Orientation of points in cell complexes

On page 268 - 269, Hatcher defines the notion of an orientation of a cell in his book on algebraic topology. He writes that for a cell complex $X$ with skeleton filtration $\varnothing =: X^{-1} \subseteq X^0 \subseteq X^1 \subseteq \dots \subseteq X$, we have that $$H_n(X^n,X^{n - 1})$$ is free abelian with basis in 1:1 correspondence with the $n$-cells of $X$. But there is a sign ambiguity for the cells, i.e. we could choose $e^n$ or $-e^n$ since both are generators for the $\mathbb{Z}$-summand. What I do not understand is, he moreover writes, that for $n = 0$, this choice is canonical. I mean, we have that $$H_0(X^0,X^{-1}) = H_0(X^0) \cong \bigoplus_{0 \text{ cells } e^0} \mathbb{Z}e^0$$ and by the dimension axiom we moreover know that $0$-cells $e^0$ are generators of the $\mathbb{Z}$-summands. But why should this choice be canonical? I mean, I could simply choose $-e^0$. Is this due to the fact that $e^0$ are points, i.e. $e^0 = x \in X$, and $-x$ does not make "sense" in the topological space (but in homology of course)?
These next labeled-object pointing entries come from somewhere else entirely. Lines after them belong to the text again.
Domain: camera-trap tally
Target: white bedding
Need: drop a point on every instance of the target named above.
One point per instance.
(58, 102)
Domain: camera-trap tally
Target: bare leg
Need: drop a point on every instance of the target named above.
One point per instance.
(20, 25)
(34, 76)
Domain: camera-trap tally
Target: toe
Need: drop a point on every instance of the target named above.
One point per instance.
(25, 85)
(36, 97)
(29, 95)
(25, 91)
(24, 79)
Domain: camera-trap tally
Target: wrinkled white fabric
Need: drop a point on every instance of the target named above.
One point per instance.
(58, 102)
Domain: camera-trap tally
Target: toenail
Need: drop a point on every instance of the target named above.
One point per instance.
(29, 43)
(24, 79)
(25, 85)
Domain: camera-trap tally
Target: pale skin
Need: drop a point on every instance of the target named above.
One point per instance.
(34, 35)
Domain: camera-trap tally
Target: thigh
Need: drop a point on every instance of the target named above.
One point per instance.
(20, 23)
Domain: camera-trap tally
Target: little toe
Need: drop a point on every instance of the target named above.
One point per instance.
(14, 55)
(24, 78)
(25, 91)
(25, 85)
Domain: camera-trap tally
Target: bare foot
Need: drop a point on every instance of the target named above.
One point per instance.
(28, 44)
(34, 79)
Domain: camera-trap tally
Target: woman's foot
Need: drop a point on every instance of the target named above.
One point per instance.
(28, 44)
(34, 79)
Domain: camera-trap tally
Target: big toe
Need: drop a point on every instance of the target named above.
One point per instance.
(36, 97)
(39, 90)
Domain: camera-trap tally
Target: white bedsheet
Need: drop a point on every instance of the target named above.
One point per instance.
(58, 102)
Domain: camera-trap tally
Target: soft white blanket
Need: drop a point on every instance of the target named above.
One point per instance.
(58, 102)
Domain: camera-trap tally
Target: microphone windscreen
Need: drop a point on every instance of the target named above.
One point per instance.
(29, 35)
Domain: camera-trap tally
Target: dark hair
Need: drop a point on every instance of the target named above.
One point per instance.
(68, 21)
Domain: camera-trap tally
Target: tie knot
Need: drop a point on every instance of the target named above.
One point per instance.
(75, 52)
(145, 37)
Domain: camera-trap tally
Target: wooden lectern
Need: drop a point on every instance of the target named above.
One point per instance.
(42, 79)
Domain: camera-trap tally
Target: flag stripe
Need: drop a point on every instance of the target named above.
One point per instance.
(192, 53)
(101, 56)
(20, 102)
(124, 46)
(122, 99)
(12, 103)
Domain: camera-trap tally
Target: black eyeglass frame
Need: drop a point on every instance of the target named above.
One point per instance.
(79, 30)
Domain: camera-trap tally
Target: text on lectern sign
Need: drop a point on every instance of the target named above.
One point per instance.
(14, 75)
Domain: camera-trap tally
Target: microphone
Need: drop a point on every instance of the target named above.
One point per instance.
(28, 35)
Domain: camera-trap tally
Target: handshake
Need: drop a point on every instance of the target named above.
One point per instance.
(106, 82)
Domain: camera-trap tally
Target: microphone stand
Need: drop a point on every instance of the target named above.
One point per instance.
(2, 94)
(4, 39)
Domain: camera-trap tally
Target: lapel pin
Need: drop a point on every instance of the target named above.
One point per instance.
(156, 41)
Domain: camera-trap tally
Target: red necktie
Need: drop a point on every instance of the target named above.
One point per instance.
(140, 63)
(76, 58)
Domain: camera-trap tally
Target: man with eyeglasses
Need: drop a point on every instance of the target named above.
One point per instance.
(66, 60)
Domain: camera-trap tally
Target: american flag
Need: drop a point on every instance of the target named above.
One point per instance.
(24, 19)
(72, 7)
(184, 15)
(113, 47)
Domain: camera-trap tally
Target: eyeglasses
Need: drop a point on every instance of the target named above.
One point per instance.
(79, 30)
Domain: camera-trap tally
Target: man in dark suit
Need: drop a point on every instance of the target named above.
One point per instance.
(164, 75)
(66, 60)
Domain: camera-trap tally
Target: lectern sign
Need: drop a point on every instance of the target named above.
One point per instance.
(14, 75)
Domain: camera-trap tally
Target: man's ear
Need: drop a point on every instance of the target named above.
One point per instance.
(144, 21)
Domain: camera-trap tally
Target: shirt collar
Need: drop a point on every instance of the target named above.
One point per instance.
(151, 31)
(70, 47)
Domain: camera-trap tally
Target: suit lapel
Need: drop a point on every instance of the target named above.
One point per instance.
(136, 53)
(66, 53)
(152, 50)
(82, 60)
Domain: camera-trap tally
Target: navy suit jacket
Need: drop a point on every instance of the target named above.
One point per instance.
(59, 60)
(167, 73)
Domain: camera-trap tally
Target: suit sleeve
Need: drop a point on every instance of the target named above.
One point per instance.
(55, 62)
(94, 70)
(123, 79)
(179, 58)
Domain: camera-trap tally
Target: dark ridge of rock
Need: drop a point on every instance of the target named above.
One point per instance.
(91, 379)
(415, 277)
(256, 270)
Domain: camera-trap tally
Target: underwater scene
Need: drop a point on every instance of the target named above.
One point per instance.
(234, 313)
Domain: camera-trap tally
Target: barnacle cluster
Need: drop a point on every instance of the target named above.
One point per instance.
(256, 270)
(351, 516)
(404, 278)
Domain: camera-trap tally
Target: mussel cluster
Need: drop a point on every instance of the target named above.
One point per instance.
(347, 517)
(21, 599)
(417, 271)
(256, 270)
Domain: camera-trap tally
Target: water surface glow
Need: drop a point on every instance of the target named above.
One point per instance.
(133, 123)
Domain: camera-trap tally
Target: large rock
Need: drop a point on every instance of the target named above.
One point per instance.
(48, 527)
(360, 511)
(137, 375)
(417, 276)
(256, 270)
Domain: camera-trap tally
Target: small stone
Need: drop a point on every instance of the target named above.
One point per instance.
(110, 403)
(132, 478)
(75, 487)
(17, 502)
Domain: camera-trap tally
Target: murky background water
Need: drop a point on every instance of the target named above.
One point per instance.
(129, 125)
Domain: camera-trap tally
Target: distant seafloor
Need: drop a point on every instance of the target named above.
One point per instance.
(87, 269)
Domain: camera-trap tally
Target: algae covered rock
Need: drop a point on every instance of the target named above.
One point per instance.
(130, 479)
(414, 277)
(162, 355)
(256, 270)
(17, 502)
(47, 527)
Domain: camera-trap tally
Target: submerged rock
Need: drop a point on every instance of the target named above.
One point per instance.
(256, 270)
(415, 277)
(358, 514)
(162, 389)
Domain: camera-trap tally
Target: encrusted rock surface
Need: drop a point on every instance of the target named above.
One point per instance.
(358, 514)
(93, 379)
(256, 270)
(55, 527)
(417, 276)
• I would write $-(x)$ rather than $x$...just to make the point one is dealing with a $0$-chain. You could of course choose some or all of the $-(x)$ rather than the $(x)$ to form a basis of the $0$-chain group, but why on earth would you bother? – Lord Shark the Unknown Jun 21 '18 at 18:56
• @LordSharktheUnknown Because Hatcher writes this choice is canonical. I would rather say it is a convention, not a canonical choice. – TheGeekGreek Jun 21 '18 at 18:57

You could choose $-e_0$, but the canonical choice is $e_0$. It's like choosing an orientation for $\mathbb{R}$, sure, you can choose -1, but the canonical choice is 1.